Mon voyage m’a confirmé trois choses sur les voyages en train en Europe. La première est que vous pouvez planifier tous vos voyages ferroviaires européens sur le site génial de Mark Smith siège61.com (et réservez pas mal de billets via les applications Rail Europe ou Trainline). Cela supprime plus ou moins les tracas de la planification et signifie que vous n’avez pas besoin de connaissances spécialisées sur les horaires ferroviaires.
La seconde est que voyager en train est agréable. Il y a une raison pour laquelle les voyageurs en train ne portent pas le même vernis d’épuisement que les voyageurs en avion et ne présentent pas la même hâte déshumanisée. C’est parce que le voyage n’était pas si mal. En effet, parfois, les voyages internationaux en train en Europe, ou plus précisément à l’intérieur de Schengen, semblent trop faciles. Vous arrivez à la gare, souvent en centre-ville, marchez quelques mètres jusqu’au quai, et . . . juste embarquer ? Où sont les contrôles de sécurité et les visites forcées dans les arcades duty free ? J’ai demandé à un assistant de gare à quelle heure je devais être au quai désigné, et il a eu l’air déconcerté. (Les seuls changements gênants sont ceux qui impliquent de traverser d’un terminus à un autre, par exemple à Paris.)

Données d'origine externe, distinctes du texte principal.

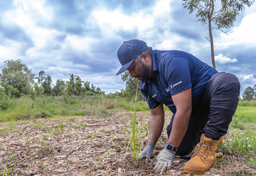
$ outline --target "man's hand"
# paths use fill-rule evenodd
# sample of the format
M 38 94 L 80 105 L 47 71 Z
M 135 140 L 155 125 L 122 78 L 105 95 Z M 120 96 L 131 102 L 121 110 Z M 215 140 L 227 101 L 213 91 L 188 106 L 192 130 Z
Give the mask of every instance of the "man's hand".
M 153 153 L 153 150 L 154 150 L 155 146 L 155 145 L 152 143 L 148 143 L 146 148 L 138 155 L 138 160 L 140 161 L 141 159 L 145 158 L 150 158 Z
M 153 171 L 158 172 L 161 171 L 162 173 L 165 171 L 167 168 L 168 170 L 170 169 L 175 154 L 175 152 L 171 152 L 164 149 L 157 156 L 157 164 L 153 169 Z

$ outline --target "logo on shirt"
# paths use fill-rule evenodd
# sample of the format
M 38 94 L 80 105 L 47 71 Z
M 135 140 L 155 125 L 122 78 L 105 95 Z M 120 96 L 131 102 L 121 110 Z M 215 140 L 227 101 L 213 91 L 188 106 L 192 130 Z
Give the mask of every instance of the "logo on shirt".
M 172 88 L 173 87 L 174 87 L 174 86 L 176 86 L 178 85 L 179 85 L 181 83 L 182 83 L 182 81 L 180 81 L 178 83 L 176 83 L 176 84 L 174 84 L 173 85 L 171 85 L 171 88 Z

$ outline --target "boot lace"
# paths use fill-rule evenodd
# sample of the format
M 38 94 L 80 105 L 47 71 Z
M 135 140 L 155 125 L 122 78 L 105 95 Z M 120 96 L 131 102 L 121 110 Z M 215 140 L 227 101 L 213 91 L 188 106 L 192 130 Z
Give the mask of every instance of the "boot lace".
M 208 157 L 208 155 L 210 154 L 210 147 L 205 140 L 200 142 L 199 144 L 199 148 L 193 157 L 198 155 L 200 157 L 203 157 L 204 159 L 205 159 L 204 155 L 206 153 L 206 157 Z

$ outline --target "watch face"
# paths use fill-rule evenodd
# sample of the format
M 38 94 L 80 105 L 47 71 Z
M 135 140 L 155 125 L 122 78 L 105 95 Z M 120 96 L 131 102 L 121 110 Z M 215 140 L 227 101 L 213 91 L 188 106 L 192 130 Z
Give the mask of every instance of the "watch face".
M 166 145 L 166 148 L 170 151 L 172 151 L 172 149 L 173 149 L 173 145 L 170 144 L 167 144 L 167 145 Z

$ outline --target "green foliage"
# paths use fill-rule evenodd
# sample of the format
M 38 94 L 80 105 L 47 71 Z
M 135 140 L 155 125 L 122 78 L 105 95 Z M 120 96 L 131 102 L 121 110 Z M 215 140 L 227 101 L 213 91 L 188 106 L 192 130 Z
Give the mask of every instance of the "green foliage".
M 250 106 L 238 106 L 233 119 L 240 123 L 256 123 L 256 108 Z
M 256 107 L 256 100 L 250 101 L 240 100 L 238 101 L 238 106 Z
M 254 0 L 183 0 L 185 1 L 184 8 L 188 9 L 190 14 L 196 11 L 196 16 L 203 24 L 212 22 L 218 28 L 226 29 L 234 26 L 239 12 L 245 6 L 249 7 L 254 2 Z M 209 12 L 212 10 L 211 14 Z
M 52 93 L 54 96 L 61 96 L 64 95 L 66 89 L 66 85 L 63 80 L 57 80 L 56 85 L 52 89 Z
M 140 81 L 135 78 L 132 78 L 131 76 L 128 71 L 125 71 L 121 74 L 121 78 L 123 81 L 126 82 L 125 90 L 122 91 L 126 98 L 129 100 L 134 99 L 136 96 L 136 93 L 138 91 L 139 93 L 138 96 L 138 100 L 141 101 L 145 99 L 143 95 L 140 91 L 140 86 L 137 86 L 138 83 Z M 138 89 L 138 90 L 137 90 Z M 118 94 L 118 93 L 117 93 Z M 120 95 L 122 96 L 122 93 Z
M 252 100 L 256 100 L 256 84 L 253 88 L 248 87 L 244 91 L 242 95 L 243 100 L 250 101 Z
M 21 60 L 5 62 L 1 67 L 0 83 L 8 93 L 14 97 L 28 95 L 33 91 L 34 75 Z
M 248 7 L 254 2 L 254 0 L 183 0 L 184 8 L 187 8 L 189 14 L 195 12 L 198 21 L 203 24 L 207 23 L 211 43 L 211 52 L 212 67 L 216 68 L 214 58 L 213 39 L 212 33 L 212 23 L 220 29 L 229 29 L 234 26 L 236 18 L 239 15 L 245 5 Z
M 106 109 L 102 109 L 100 110 L 98 114 L 99 116 L 105 117 L 107 116 L 111 116 L 111 113 L 109 113 Z

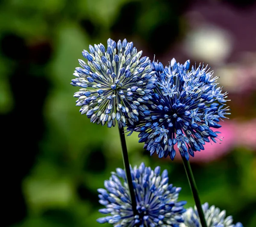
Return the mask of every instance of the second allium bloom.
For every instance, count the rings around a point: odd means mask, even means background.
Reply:
[[[168,184],[168,172],[160,174],[160,167],[154,170],[144,163],[131,169],[137,203],[138,214],[133,214],[125,171],[116,169],[106,189],[99,189],[99,202],[106,206],[99,211],[110,215],[98,218],[100,223],[108,223],[115,227],[179,227],[183,221],[186,202],[178,201],[180,187]]]
[[[153,62],[157,77],[153,99],[140,111],[138,122],[128,130],[140,132],[139,142],[152,155],[169,155],[173,159],[177,144],[181,155],[187,159],[189,154],[204,150],[206,142],[216,142],[215,128],[221,127],[220,119],[229,114],[224,108],[227,92],[218,86],[218,77],[207,66],[184,65],[173,59],[164,69],[162,63]]]
[[[71,83],[81,88],[74,96],[76,105],[93,123],[111,127],[117,121],[120,128],[133,124],[141,105],[151,98],[156,78],[151,61],[141,58],[142,51],[126,39],[116,43],[109,39],[106,49],[100,43],[89,50],[82,52],[87,63],[79,60],[82,68],[76,68]]]
[[[212,205],[209,207],[208,203],[202,205],[208,227],[243,227],[241,222],[233,224],[232,216],[226,216],[226,210]],[[189,208],[183,215],[184,223],[180,227],[201,227],[196,207]]]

Troisièmement et enfin, les voyages en train changent votre conception du continent. Si vous voyez comment l’Autriche s’étend jusqu’à la Hongrie, et comment la Hongrie s’étend jusqu’aux Balkans, la géopolitique devient un peu plus simple. Le voyage en train est aussi le meilleur antidote que j’ai trouvé à une mentalité insulaire. En Grande-Bretagne, nous voyons l’Europe comme là-bas. Quand nous pensons à l’Europe, nous pensons aux endroits où nous prenons l’avion pour nos vacances, comme l’Italie, la Grèce et le Portugal, et non à ces endroits qui nous surpassent régulièrement en termes de croissance du PIB, de politique d’éducation, etc. Imaginez si nous levions les yeux vers le tableau d’une gare de banlieue comme King’s Cross et que nous voyions des départs vers Francfort, Stockholm et Zurich. Cela pourrait simplement changer notre sens de l’identité. Et le meilleur de tous, le tableau n’aurait pas un seul avertissement GATE CLOSING à proximité.